Returning to her room, she picked up her bags and walked out of the house with tears in her eyes.
* * *
Brooke ran upstairs after returning home from school. She had waited for Sam but she never showed up to get a ride home. After a quick search of her normal hang-outs at school, she sped home.
Brooke ran down the hallway, fear tearing her heart apart. She threw open the door to Sam’s room without bothering to knock.
“Sam?!?!” She cried desperately. She knew something was wrong. She just couldn’t put her finger on it and it terrified her. Sam wasn’t in her room. But something was wrong. Her room was neat. She opened Sam’s dresser and noticed most of Sam’s clothes were gone.
Brooke ran over to Sam’s closet and tearing it open, noticed her luggage was gone. “Sam!” Brooke yelled.
Running to her own room, hoping maybe Sam was in there for some reason, she looked around desperately and failing to see her there, collapsed on her bed, crying openly.

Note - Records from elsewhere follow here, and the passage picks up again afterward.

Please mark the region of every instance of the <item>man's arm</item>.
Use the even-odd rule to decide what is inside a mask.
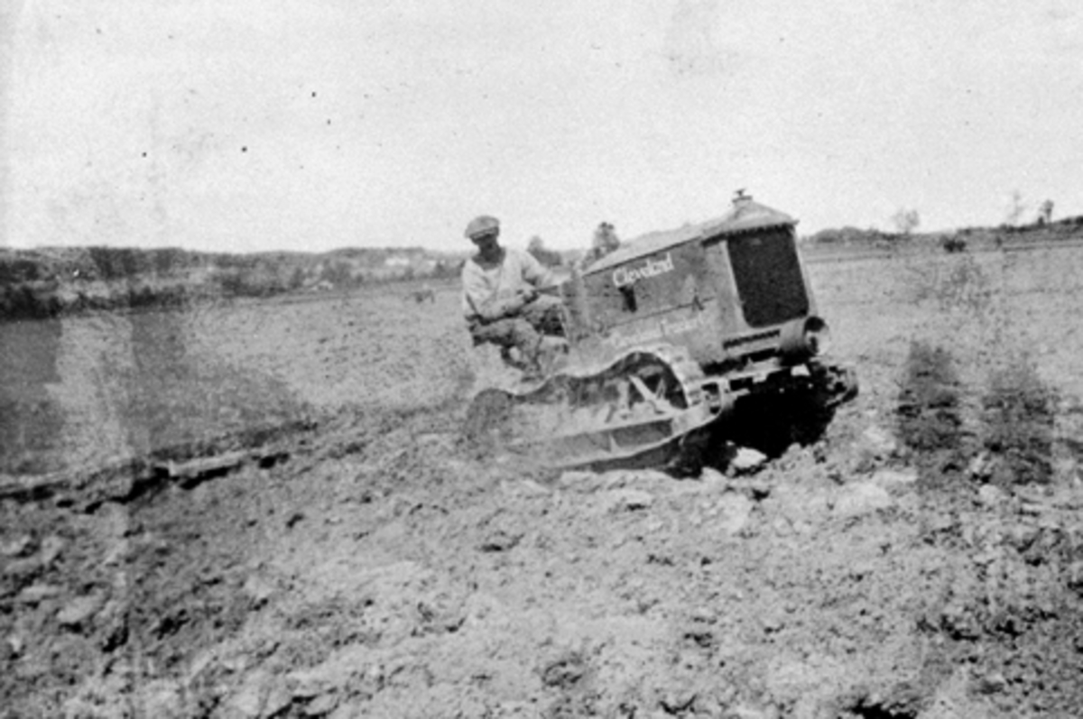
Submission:
[[[484,276],[479,271],[472,271],[470,263],[462,267],[462,304],[467,317],[478,316],[485,322],[493,322],[518,312],[526,299],[522,293],[501,297],[491,293]]]

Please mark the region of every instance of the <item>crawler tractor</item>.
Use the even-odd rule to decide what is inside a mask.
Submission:
[[[858,387],[826,355],[795,224],[742,192],[573,272],[549,370],[480,392],[468,436],[558,468],[689,471],[754,426],[788,446],[782,416],[822,431]]]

Feeling something rustle under her hand, she picked up two sheets of paper. One was a poem, the other was a note:
Brooke,
I’m so sorry I made you sad the other day. But it’s my own fault. Everyone I care about gets hurt because of me. I don’t want to keep hurting you and I know if I stay, that’s exactly what will happen. The poem is just to show you how I feel inside. I’m so sorry for hurting you. But at least with me gone, I can’t hurt you any more.
I love you,
Sam
Tears flowing freely down her face, she switched over to the poem, reading it several times, she didn’t say a word. Getting up off the bed, and walking over to Sam’s room, she looked at Sam’s now empty bed. Her arms fell limp to her sides, the forgotten pieces of paper falling to the floor. Starting to shake, she threw her head back and screamed, “SSSAAAAAMMMMMMMMYYYY!!”